Mais le projet qui nous est présenté relève, pour nous, plus d’une question de politique extérieure. C’est pourquoi notre parti soutiendra, en cas de refus de la proposition de la minorité II (Fivaz Fabien), la proposition de la minorité I (Molina), qui demande que la CPE soit également consultée avant d’éventuellement étendre l’interdiction à d’autres organisations. Car au-delà du symbole, les enjeux diplomatiques inhérents à une telle interdiction sont nombreux.

Le premier des défis est celui de pouvoir justifier le caractère exceptionnel de cette loi, afin d’éviter que notre pays se retrouve sous pression pour étendre l’interdiction à d’autres organisations à travers le monde. Car les trois objectifs avancés par le conseiller fédéral Jans devant le Conseil des Etats restent très vagues. Il s’agirait, je le cite, de protéger la sécurité intérieure et extérieure de la Suisse, de simplifier la procédure pénale et de mieux lutter contre le financement du terrorisme. Autant d’objectifs qui pourraient tout aussi bien s’appliquer à des centaines d’autres organisations que le Hamas. C’est d’ailleurs tellement peu ciblé que la majorité de notre Parlement s’apprête déjà aujourd’hui à ajouter le Hezbollah sur la liste. En ce sens, cette loi pourrait bien rapidement s’apparenter à l’ouverture de la boîte de Pandore et entraîner notre pays sur une pente très glissante.

Le deuxième risque pour la Suisse est de ne plus pouvoir jouer pleinement son rôle de soutien humanitaire, de développement et de promotion de la paix dans la région. D’autant plus que les infrastructures à Gaza, largement détruites par les bombardements en cours, devront inévitablement être reconstruites rapidement. Les médecins ou entrepreneurs suisses prendront-ils le risque d’être condamnés à 10 ans de prison en participant à la reconstruction de Gaza, sachant que le Hamas restera selon toute vraisemblance un groupe politique présent et influent à Gaza?

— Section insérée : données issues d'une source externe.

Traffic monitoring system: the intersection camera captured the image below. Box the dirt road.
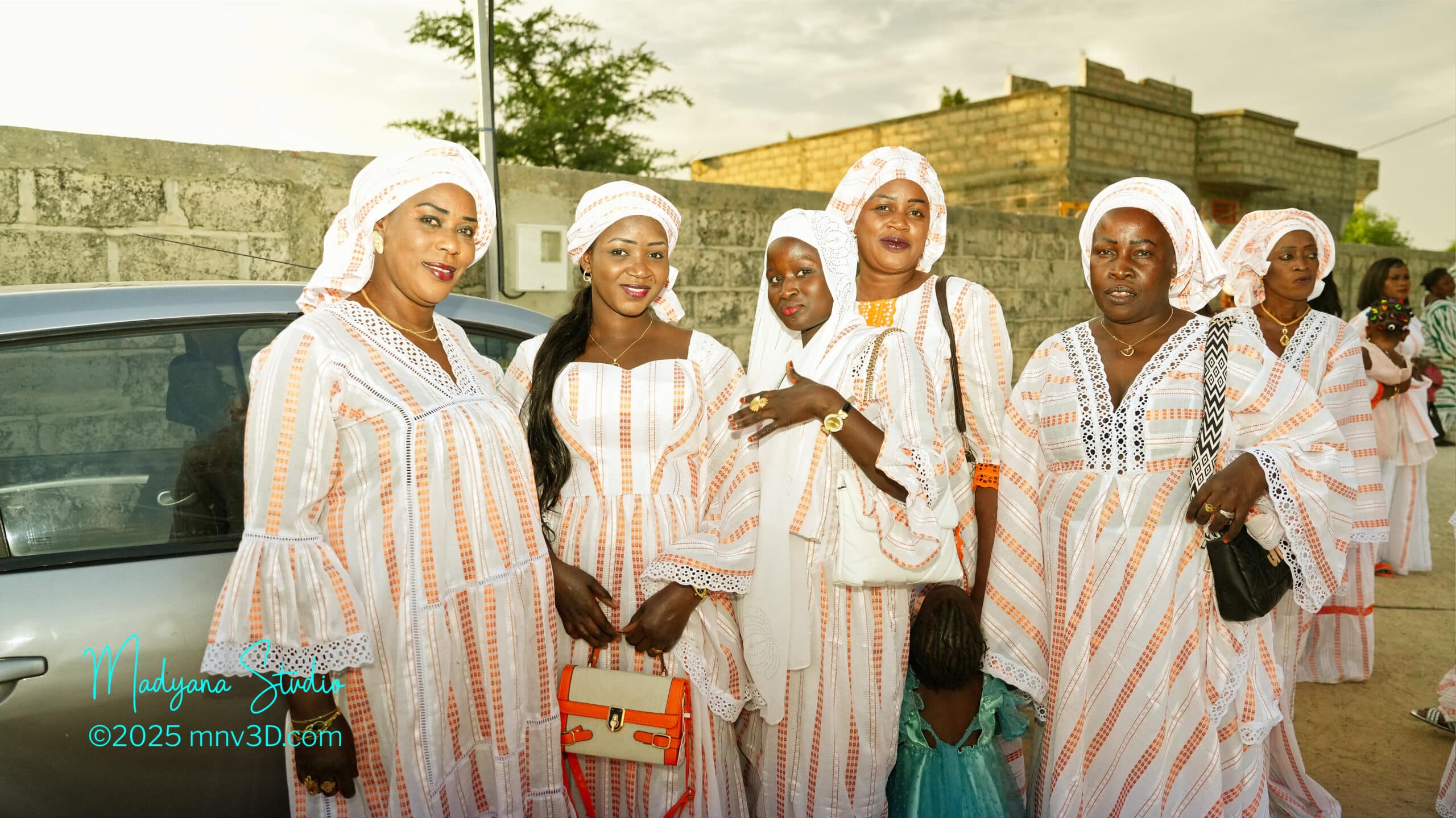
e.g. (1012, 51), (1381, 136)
(1294, 449), (1456, 818)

Enfin, notre parti redoute que cette loi n’affecte la marge de manoeuvre ainsi que la réputation d’impartialité de la Suisse, deux atouts indispensables pour jouer un rôle diplomatique dans une région si sensible. Rappelons-nous que, traditionnellement, le succès des bons offices de la Suisse est lié en premier lieu au dialogue qu’elle a toujours su maintenir avec toutes les parties au conflit, même les moins recommandables.

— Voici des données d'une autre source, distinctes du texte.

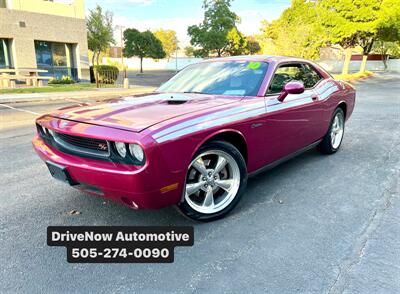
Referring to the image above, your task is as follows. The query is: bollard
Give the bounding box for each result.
[124,78,129,89]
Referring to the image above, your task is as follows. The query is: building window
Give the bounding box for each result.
[0,39,12,68]
[35,41,78,80]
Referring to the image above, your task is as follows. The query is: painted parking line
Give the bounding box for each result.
[0,103,40,115]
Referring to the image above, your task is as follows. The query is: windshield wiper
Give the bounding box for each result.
[183,91,207,94]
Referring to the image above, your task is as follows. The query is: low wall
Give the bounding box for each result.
[103,57,400,73]
[317,59,400,73]
[103,57,202,70]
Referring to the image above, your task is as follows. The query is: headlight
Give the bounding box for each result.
[129,144,144,163]
[114,142,126,157]
[47,129,56,137]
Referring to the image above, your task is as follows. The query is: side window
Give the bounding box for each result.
[267,63,322,94]
[267,64,301,94]
[301,64,322,89]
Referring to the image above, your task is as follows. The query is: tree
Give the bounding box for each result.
[318,0,399,74]
[225,27,247,56]
[373,0,400,70]
[124,29,165,73]
[259,0,324,59]
[188,0,239,57]
[86,5,115,65]
[246,36,261,55]
[154,29,178,61]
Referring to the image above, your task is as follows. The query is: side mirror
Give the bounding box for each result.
[278,81,304,102]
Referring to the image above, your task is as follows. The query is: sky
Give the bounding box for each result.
[85,0,290,48]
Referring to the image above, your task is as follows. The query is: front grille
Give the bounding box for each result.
[54,132,110,156]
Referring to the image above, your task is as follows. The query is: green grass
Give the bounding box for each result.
[0,84,114,94]
[333,70,374,81]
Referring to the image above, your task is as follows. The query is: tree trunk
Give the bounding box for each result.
[360,54,368,73]
[342,48,351,75]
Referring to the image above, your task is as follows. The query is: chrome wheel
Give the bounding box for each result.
[331,112,344,149]
[185,150,240,214]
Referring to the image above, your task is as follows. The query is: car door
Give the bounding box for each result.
[263,62,323,164]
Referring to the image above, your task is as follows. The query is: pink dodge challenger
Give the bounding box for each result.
[33,56,355,221]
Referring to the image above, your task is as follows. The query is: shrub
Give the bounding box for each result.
[93,64,119,84]
[49,76,75,85]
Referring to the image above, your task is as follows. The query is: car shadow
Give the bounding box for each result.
[69,150,326,226]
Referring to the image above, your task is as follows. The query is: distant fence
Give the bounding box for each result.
[317,59,400,73]
[94,69,121,88]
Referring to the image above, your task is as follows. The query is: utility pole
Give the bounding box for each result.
[119,26,126,79]
[117,25,129,89]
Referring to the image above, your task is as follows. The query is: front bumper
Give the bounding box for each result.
[32,135,182,209]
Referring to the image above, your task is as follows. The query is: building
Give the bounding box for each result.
[0,0,89,81]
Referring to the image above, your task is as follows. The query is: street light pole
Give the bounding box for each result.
[119,26,126,79]
[117,25,129,89]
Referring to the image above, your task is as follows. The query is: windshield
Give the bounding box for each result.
[157,61,268,96]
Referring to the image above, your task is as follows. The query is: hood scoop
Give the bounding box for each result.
[162,94,192,105]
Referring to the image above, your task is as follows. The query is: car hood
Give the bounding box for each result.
[51,93,241,132]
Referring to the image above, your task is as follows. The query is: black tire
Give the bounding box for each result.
[317,107,345,154]
[177,141,247,222]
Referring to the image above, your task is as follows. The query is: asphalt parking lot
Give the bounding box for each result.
[0,74,400,293]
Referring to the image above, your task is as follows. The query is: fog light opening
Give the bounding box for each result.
[121,197,139,209]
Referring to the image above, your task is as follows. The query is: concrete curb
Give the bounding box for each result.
[0,87,155,104]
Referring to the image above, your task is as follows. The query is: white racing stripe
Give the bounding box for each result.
[0,104,40,115]
[153,82,338,143]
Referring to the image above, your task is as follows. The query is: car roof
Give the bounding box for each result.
[203,55,309,62]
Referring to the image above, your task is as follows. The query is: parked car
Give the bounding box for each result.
[33,56,355,221]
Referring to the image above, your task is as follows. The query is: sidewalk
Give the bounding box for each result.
[0,86,155,103]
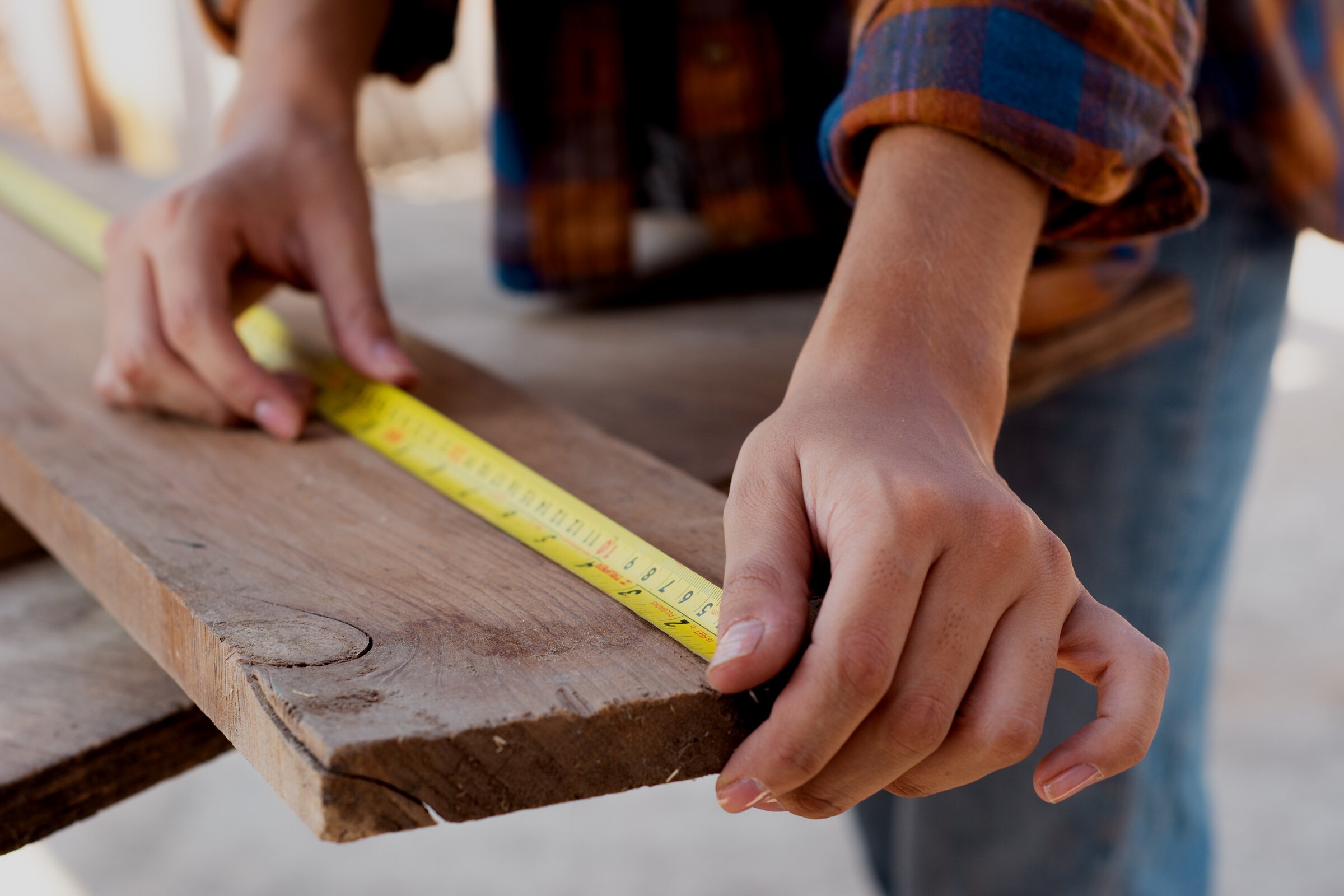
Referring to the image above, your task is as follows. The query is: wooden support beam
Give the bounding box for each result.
[0,508,41,567]
[0,558,228,853]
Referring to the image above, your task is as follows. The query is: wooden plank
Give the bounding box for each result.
[0,200,759,839]
[0,558,228,853]
[1008,274,1195,408]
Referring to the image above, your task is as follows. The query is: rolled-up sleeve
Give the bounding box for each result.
[821,0,1207,240]
[198,0,457,82]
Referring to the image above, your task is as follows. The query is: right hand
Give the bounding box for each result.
[94,113,416,439]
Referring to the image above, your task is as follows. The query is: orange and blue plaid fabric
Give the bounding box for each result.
[203,0,1344,301]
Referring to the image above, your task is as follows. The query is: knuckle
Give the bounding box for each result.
[111,345,155,391]
[978,494,1038,553]
[887,778,942,799]
[888,479,949,522]
[161,296,202,351]
[973,713,1040,767]
[219,364,258,405]
[1113,725,1152,768]
[723,559,783,596]
[787,790,848,819]
[774,743,825,782]
[1040,529,1082,583]
[836,630,897,700]
[884,693,955,757]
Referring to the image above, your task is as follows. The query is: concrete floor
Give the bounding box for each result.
[0,236,1344,896]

C’est pourquoi, pour réduire les risques liés à une interdiction du Hamas, nous avons déposé deux propositions de minorité Fivaz Fabien à l’article 1. Elles permettraient d’éviter une extension infinie de cette loi et, par ailleurs, de protéger clairement les activités autres qu’humanitaires, dont les Gazaouis auront désespérément besoin ces prochaines années, comme la paix et la reconstruction de leur territoire, largement détruit. Si ces propositions de minorité devaient être acceptées, notre groupe soutiendrait unanimement ce projet de loi. Sinon, seule une partie de notre groupe le soutiendra. Une autre partie le refusera ou s’abstiendra, estimant que malgré l’émotion légitime que suscitent les actes indicibles du 7 octobre 2023, il serait contre-productif de mettre en péril les bons offices ainsi que les nécessaires engagements de la Suisse à Gaza, et que la loi sur les embargos est suffisante pour couper tout soutien suisse au Hamas.

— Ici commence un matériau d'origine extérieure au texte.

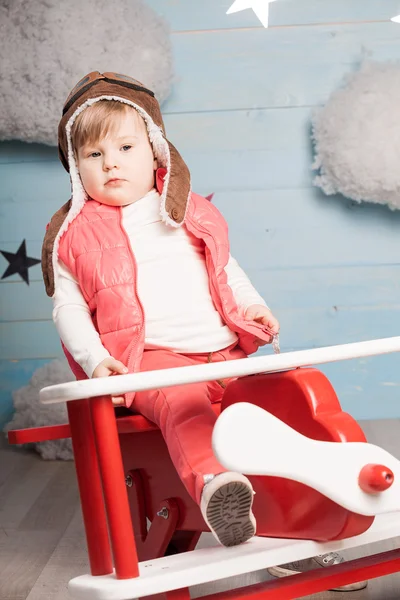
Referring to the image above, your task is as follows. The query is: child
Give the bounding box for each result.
[43,72,279,546]
[43,72,366,584]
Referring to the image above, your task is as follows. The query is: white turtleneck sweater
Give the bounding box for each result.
[53,190,265,377]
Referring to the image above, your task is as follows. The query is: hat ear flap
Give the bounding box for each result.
[161,140,191,227]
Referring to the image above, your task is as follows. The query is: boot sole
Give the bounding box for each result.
[206,481,256,546]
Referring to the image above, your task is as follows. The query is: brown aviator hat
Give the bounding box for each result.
[42,71,190,296]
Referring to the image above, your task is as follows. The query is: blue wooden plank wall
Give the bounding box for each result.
[0,0,400,423]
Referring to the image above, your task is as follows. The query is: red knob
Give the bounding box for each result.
[358,464,394,494]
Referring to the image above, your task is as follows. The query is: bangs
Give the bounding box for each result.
[71,100,139,152]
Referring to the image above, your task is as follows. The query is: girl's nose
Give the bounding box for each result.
[103,155,119,171]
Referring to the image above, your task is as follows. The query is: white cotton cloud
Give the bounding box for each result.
[0,0,172,145]
[4,359,75,460]
[313,63,400,209]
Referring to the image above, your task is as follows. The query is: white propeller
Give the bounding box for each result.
[213,402,400,516]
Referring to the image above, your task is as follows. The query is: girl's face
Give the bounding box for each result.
[77,109,157,206]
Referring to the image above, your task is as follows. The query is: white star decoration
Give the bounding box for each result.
[226,0,276,27]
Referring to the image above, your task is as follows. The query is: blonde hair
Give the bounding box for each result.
[71,100,144,153]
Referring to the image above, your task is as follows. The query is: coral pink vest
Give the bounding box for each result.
[59,177,270,405]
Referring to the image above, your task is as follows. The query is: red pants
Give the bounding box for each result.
[131,346,246,503]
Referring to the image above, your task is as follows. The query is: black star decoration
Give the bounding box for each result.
[0,240,41,285]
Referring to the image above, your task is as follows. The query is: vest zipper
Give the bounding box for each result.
[119,207,144,371]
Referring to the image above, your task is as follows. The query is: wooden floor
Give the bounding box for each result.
[0,420,400,600]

Mesdames et messieurs, s’il est louable d’être ferme vis-à-vis des terroristes, j’aimerais rappeler ici que le meilleur moyen de combattre le Hamas reste encore d’offrir une perspective d’espoir aux 5,5 millions de personnes vivant en Cisjordanie et à Gaza, ainsi qu’aux millions de réfugiés palestiniens à travers le monde. Cela passera par l’imposition d’un cessez-le-feu immédiat, l’accès à l’aide humanitaire, la libération des prisonniers et des otages, la fin de la colonisation, ainsi que l’ouverture de négociations de paix, afin qu’une solution durable à deux Etats puisse être implémentée rapidement, un processus dans lequel la Suisse doit encore pouvoir jouer un rôle. Dès lors, je vous invite à soutenir les minorités Fivaz Fabien et les minorités Molina, afin que la Suisse puisse contribuer à ce qu’un jour Palestiniens et Israéliens vivent en paix sur leurs terres respectives.